Based on the provided information, it appears that the study focused on the effects of supplementing diets with 1 egg per day on iron and anemia status among young Malawian children. The study did not find any significant impact of the intervention on iron status or anemia prevalence in this context. Therefore, the study suggests that other interventions are needed to address the high prevalence of iron deficiency and anemia among young Malawian children.
AI Innovations Description
The study described is titled “The Effects of 1 Egg per Day on Iron and Anemia Status among Young Malawian Children: A Secondary Analysis of a Randomized Controlled Trial.” The study aimed to determine the impact of supplementing diets with 1 egg per day on iron and anemia status among 6-9-month-old infants in Malawi.

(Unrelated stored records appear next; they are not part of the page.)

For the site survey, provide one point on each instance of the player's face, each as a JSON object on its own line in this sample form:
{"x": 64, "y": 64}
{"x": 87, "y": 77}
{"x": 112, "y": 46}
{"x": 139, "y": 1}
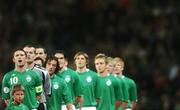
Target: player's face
{"x": 18, "y": 97}
{"x": 119, "y": 66}
{"x": 110, "y": 67}
{"x": 62, "y": 61}
{"x": 38, "y": 62}
{"x": 80, "y": 61}
{"x": 30, "y": 51}
{"x": 40, "y": 53}
{"x": 100, "y": 65}
{"x": 51, "y": 67}
{"x": 19, "y": 58}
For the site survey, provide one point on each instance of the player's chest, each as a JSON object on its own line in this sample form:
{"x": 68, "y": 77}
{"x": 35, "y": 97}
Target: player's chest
{"x": 21, "y": 79}
{"x": 87, "y": 80}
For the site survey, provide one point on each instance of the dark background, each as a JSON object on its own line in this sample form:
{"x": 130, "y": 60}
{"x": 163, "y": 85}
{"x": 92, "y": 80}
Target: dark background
{"x": 143, "y": 32}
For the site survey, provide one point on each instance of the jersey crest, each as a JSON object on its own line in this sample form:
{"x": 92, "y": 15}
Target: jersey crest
{"x": 56, "y": 86}
{"x": 28, "y": 78}
{"x": 89, "y": 79}
{"x": 108, "y": 82}
{"x": 6, "y": 90}
{"x": 67, "y": 78}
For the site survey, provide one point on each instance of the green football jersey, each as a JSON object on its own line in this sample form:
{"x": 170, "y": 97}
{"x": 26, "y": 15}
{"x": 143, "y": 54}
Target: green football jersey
{"x": 60, "y": 92}
{"x": 73, "y": 81}
{"x": 110, "y": 91}
{"x": 31, "y": 82}
{"x": 13, "y": 106}
{"x": 89, "y": 83}
{"x": 132, "y": 90}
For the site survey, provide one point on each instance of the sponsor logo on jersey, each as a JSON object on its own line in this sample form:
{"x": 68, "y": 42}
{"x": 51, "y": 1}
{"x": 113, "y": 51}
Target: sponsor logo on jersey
{"x": 108, "y": 82}
{"x": 28, "y": 78}
{"x": 6, "y": 90}
{"x": 89, "y": 79}
{"x": 67, "y": 78}
{"x": 56, "y": 86}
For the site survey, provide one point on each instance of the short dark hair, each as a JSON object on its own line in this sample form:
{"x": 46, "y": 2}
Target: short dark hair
{"x": 17, "y": 87}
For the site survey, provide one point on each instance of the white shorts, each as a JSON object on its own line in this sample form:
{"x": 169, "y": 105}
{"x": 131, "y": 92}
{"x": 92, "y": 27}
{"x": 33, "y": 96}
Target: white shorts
{"x": 63, "y": 107}
{"x": 88, "y": 108}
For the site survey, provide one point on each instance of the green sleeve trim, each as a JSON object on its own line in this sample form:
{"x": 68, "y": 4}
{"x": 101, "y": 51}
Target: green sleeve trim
{"x": 38, "y": 89}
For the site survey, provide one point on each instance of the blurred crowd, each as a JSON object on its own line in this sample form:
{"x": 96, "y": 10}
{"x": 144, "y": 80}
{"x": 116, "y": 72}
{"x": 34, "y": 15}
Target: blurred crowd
{"x": 144, "y": 32}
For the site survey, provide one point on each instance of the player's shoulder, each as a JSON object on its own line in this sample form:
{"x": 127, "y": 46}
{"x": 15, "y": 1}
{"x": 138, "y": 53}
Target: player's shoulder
{"x": 9, "y": 73}
{"x": 92, "y": 72}
{"x": 59, "y": 79}
{"x": 71, "y": 70}
{"x": 40, "y": 68}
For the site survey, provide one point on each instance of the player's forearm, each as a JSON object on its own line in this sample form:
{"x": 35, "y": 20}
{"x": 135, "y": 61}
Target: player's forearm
{"x": 38, "y": 98}
{"x": 133, "y": 106}
{"x": 6, "y": 102}
{"x": 79, "y": 100}
{"x": 124, "y": 105}
{"x": 117, "y": 104}
{"x": 69, "y": 106}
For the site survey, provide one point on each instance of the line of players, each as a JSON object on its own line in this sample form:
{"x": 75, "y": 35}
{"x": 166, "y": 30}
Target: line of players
{"x": 49, "y": 84}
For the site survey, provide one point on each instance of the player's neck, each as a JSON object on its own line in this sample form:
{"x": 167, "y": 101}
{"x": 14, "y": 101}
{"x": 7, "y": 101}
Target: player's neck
{"x": 63, "y": 68}
{"x": 103, "y": 74}
{"x": 81, "y": 69}
{"x": 29, "y": 65}
{"x": 20, "y": 68}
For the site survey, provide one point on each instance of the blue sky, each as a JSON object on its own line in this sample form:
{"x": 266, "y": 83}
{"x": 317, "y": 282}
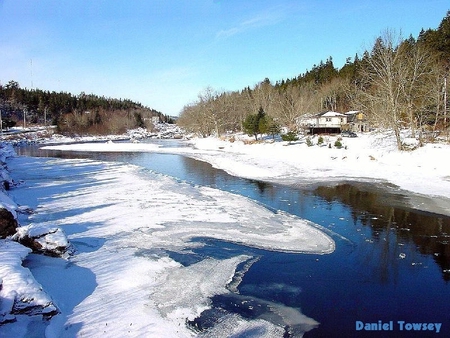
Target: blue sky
{"x": 162, "y": 53}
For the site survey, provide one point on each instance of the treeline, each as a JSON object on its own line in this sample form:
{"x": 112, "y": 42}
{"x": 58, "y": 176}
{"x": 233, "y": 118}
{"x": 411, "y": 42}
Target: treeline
{"x": 397, "y": 83}
{"x": 72, "y": 114}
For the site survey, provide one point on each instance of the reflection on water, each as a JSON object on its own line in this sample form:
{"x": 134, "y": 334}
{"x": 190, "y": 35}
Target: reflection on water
{"x": 390, "y": 263}
{"x": 428, "y": 233}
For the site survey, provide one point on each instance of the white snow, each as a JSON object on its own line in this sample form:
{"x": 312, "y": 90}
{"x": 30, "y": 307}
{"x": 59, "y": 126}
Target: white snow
{"x": 371, "y": 157}
{"x": 122, "y": 220}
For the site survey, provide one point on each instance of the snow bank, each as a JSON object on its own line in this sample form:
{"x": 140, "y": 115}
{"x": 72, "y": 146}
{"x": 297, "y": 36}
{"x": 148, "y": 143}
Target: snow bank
{"x": 124, "y": 222}
{"x": 368, "y": 157}
{"x": 19, "y": 292}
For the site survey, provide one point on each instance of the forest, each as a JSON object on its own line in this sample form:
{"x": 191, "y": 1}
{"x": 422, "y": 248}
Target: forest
{"x": 399, "y": 83}
{"x": 83, "y": 114}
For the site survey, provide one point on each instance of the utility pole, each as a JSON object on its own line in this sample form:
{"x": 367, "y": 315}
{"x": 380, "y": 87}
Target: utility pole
{"x": 445, "y": 107}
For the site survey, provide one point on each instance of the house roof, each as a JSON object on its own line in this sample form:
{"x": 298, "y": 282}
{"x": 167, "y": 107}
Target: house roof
{"x": 332, "y": 114}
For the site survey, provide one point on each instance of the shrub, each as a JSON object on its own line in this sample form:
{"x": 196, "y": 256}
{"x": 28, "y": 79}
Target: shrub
{"x": 320, "y": 140}
{"x": 290, "y": 137}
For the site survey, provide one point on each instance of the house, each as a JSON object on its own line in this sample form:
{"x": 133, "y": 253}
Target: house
{"x": 323, "y": 123}
{"x": 356, "y": 122}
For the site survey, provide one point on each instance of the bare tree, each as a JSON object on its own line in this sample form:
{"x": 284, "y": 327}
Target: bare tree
{"x": 382, "y": 76}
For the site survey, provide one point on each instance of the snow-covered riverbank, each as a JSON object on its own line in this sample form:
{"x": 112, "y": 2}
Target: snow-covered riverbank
{"x": 370, "y": 157}
{"x": 123, "y": 222}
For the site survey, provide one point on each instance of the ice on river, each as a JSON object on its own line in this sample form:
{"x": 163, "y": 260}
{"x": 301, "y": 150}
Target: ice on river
{"x": 112, "y": 212}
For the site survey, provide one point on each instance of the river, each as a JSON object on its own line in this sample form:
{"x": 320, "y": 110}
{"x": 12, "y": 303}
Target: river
{"x": 391, "y": 263}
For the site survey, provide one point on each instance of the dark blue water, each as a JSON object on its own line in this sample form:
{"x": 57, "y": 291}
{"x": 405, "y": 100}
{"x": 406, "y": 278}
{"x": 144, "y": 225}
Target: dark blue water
{"x": 391, "y": 263}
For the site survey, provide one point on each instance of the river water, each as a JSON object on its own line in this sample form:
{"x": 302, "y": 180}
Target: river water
{"x": 391, "y": 263}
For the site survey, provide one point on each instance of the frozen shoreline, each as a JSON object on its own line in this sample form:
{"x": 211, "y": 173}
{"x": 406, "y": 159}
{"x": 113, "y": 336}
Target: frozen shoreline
{"x": 121, "y": 280}
{"x": 421, "y": 174}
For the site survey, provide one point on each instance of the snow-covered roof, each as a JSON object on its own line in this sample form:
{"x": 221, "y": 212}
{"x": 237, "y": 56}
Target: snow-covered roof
{"x": 333, "y": 113}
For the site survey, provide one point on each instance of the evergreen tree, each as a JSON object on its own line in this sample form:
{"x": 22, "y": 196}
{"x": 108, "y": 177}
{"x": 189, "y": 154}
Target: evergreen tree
{"x": 255, "y": 124}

The study was conducted in the Mangochi District of Malawi between February 2018 and January 2019. Children were randomly assigned to either the intervention group, which received 1 egg per day for 6 months, or the control group, which did not receive additional eggs. The study enrolled children between the ages of 6.0 and 9.9 months who planned to reside in the catchment areas of the Lungwena or Malindi health centers for the study duration. Children with certain health conditions or allergies were excluded from the study.
The primary outcome measures included plasma ferritin, soluble transferrin receptor (sTfR), body iron index (BII), and hemoglobin concentrations. The prevalence of iron deficiency (ID), anemia, and iron deficiency anemia (IDA) were also assessed. Blood samples were collected at enrollment and 6-month follow-up to measure these outcomes.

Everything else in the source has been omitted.